Estimated Reading Time: 5 minutes
I was 26 when I experienced my first episode of major depression.
Back then, I didn’t realize I was depressive. All I knew was that it was winter in New York City, and that there was an invisible force sucking me into a vortex of despair.
If you know my story, then you know that qigong is what eventually pulled me out of the vortex. To this day, qigong is my medicine.
But there was something else that helped me get through an especially tough winter — a different kind of medicine.

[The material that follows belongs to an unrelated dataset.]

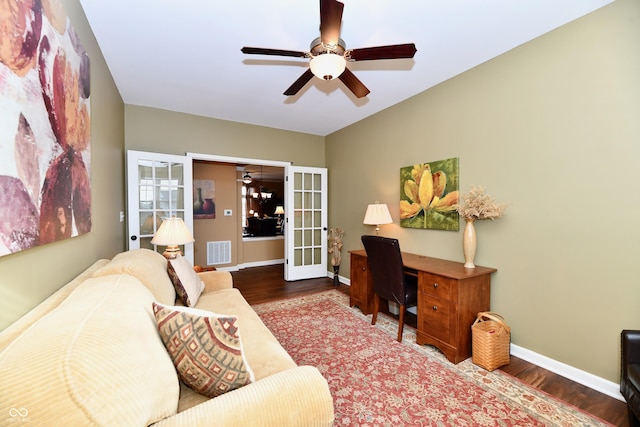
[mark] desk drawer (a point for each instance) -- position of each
(436, 286)
(433, 317)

If you struggle with depression, especially if you struggle with dark thoughts as winter takes its grip, then this article is for you.
Reading this article might just help you to save two lives this winter.
A Beggar on Every Corner
The year was 1998, and I was walking down Broadway near Columbia University. My mission was to get a slice of pizza.
I had graduated from Columbia four years earlier. But things had changed for me since college. Depression had me in its grips, and I was hardly functional.
That’s why getting a slice of pizza felt like a mission. Just leaving my apartment was an accomplishment.
As I was walking to the pizzeria, I saw a man that I recognized. I had known him for years. His name was Charlie, and he was homeless.
Throughout the 80s and 90s, the homeless were part of the landscape of New York City. They were on every major street corner, begging for spare change to survive.
Early in my adult life, I made a decision to always give something to them. I would give spare change, buy them a slice of pizza, or give them a cigarette. (I smoked back then. Here’s how I quit.)
Even though I was unemployed and fighting off my depression, I offered to buy Charlie a slice of pizza.
Pizza as Big As Your Head
Back then, Koronet’s Pizza on Broadway near 110th Street sold slices as big as your head for $1.50.
I’m not exaggerating. Look at the image above, taken by a guy named Adam. (You can read his review of Koronet’s here.)
I bought 3 slices, one for me and 2 for Charlie. Then we sat at the pizza counter.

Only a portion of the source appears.